I never thought Coburn and the partner were interesting. I mean, how classy can you be when you name your venture Dumb Ass Partners? No, what was fascinating, beautiful, a dream, was that bright as a penny of a horse with his blaze and four white socks and curiosity about us two-legged types and poise and smarts and heart and in the end, none of it was enough.

And that’s heartbreaking but such is life. I still agree with Coburn, though, that it isn’t fair to come into the Belmont all fresh as a daisy and play spoiler. And I see that plenty in the blogosphere were thinking what I was thinking: You have to play every round of the French Open to get to the final.

But others said that such an analogy is not correct. Each race of the Triple Crown – the Derby, the Preakness and the Belmont – is not a round in a tournament but three separate tournaments.

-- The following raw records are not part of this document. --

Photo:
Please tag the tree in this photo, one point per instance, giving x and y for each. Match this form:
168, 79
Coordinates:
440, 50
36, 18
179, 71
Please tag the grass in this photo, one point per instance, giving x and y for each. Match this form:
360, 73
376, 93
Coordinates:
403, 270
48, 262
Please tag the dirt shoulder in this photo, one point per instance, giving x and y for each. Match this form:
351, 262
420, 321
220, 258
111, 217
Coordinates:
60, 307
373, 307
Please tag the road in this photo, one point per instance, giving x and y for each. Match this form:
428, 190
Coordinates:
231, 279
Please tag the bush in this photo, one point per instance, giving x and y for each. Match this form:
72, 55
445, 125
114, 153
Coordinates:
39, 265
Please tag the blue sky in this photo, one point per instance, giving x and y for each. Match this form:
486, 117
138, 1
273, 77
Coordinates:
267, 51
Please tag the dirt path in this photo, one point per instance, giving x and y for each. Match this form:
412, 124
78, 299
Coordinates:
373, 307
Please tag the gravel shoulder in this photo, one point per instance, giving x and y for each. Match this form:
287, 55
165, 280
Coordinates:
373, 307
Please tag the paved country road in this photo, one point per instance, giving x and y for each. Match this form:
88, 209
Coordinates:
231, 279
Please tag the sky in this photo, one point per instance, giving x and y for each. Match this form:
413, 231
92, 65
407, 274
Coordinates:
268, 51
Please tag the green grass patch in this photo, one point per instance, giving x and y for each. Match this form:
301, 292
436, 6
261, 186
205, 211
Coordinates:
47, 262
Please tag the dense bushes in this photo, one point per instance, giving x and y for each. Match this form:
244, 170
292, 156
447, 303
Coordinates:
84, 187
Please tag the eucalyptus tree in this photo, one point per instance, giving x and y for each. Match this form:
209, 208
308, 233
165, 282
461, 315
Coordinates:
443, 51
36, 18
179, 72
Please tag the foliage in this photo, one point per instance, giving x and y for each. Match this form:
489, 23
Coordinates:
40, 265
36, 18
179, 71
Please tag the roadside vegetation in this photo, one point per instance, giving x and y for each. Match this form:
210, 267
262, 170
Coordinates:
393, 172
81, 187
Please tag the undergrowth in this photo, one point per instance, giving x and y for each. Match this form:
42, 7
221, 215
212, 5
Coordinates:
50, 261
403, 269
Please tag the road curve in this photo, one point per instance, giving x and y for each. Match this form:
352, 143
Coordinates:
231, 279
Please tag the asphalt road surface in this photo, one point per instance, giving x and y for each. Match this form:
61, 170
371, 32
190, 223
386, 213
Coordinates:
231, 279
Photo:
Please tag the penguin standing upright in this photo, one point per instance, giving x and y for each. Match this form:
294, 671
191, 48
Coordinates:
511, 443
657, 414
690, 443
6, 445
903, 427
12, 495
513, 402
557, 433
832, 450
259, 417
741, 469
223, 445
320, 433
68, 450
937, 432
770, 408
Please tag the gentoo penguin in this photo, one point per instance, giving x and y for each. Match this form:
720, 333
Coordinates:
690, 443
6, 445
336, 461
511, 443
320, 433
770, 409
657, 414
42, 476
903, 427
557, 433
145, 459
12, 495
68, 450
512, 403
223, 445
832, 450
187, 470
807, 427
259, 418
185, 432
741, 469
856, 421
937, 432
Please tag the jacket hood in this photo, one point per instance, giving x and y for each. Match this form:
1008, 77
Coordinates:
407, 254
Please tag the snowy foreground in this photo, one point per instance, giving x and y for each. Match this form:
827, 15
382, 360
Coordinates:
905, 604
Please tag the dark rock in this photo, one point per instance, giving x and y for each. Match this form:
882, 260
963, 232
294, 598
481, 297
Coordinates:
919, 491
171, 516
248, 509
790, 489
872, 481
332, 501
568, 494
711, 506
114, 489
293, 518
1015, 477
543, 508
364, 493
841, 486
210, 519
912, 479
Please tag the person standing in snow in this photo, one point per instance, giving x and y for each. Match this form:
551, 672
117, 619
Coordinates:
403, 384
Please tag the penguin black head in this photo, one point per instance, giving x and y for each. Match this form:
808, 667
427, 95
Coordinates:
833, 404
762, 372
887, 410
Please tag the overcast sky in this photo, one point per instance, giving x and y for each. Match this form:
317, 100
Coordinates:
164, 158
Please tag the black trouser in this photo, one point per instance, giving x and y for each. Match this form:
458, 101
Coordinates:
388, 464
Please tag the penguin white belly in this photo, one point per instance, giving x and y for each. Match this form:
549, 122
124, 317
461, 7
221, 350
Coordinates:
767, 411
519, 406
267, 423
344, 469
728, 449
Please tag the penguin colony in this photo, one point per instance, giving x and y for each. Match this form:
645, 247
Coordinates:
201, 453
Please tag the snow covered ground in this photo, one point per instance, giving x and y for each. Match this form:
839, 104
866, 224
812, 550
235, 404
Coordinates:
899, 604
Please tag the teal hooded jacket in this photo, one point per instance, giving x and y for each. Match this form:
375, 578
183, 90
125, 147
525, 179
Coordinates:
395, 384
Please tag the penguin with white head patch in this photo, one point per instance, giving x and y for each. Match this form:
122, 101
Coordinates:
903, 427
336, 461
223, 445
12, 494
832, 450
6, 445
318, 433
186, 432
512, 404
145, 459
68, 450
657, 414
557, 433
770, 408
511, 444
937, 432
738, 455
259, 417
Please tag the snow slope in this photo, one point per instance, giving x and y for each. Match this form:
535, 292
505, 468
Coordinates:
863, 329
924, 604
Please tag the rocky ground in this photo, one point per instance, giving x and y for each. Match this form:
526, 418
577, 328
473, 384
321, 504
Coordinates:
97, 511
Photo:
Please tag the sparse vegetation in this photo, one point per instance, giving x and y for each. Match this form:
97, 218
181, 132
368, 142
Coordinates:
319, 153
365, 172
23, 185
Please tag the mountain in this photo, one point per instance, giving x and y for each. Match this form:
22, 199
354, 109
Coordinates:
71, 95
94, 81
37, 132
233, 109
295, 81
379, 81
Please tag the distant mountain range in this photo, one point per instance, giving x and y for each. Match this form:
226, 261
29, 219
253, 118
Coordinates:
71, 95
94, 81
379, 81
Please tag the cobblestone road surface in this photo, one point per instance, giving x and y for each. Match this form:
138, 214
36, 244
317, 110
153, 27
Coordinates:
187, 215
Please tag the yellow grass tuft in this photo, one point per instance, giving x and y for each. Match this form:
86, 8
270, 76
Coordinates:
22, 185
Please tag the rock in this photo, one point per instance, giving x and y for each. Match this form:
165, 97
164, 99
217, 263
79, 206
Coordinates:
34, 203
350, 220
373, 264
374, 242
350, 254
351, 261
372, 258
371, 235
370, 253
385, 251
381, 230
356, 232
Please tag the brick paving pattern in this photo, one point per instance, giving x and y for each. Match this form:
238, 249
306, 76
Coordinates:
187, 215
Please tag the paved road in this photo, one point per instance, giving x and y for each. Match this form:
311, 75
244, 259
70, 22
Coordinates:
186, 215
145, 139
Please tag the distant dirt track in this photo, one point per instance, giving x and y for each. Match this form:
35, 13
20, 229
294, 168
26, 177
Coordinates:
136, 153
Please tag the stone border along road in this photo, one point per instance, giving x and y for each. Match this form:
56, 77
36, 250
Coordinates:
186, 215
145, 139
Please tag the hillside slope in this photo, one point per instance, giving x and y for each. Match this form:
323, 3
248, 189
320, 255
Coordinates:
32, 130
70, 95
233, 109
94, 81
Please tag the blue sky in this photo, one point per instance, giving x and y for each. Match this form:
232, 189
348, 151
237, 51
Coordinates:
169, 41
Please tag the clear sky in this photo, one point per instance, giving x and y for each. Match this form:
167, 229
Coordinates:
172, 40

So they’re like the Slams that make up the Grand Slam – the Australian, French and US Opens and Wimbledon. Let’s look at the men’s results last year, shall we? Rafael Nadal didn’t play the Australian Open as he was coming off a knee injury and was bounced early from Wimbledon. So he had some downtime. He won both the French and US Opens. Andy Murray didn’t play the French (back problems that would eventually require surgery). He won Wimbledon. Novak Djokovic won the Australian Open then lost the Wimbledon and US Open finals as well as his number one ranking (to Rafa).

Had Nole had some downtime like Rafa and Andy, might he have won either Wimbledon or the US Open? Might he have beaten Rafa in the semis at the French, a match John McEnroe called the greatest clay court match he’d ever seen?

Possibly but then again maybe not. Look, just because someone has a perceived advantage over you doesn’t mean that you would’ve won if you removed that advantage.

The truth is that Nole had his moments but failed to capitalize on them, that he was consistently brilliant but not transcendent except at the beginning and the end of the season.

The truth about California Chrome is that he is an excellent horse who might develop into a great one (except he’ll probably be put out to stud). Horses are bred for breeding fees, for the money. They’re not bred for long racing careers and so, they lack the stamina necessary for a Triple Crown champ.

In other words, Shakespeare was right and not John Green. (Gee, what a surprise.)

The fault isn’t in our stars. It’s in ourselves.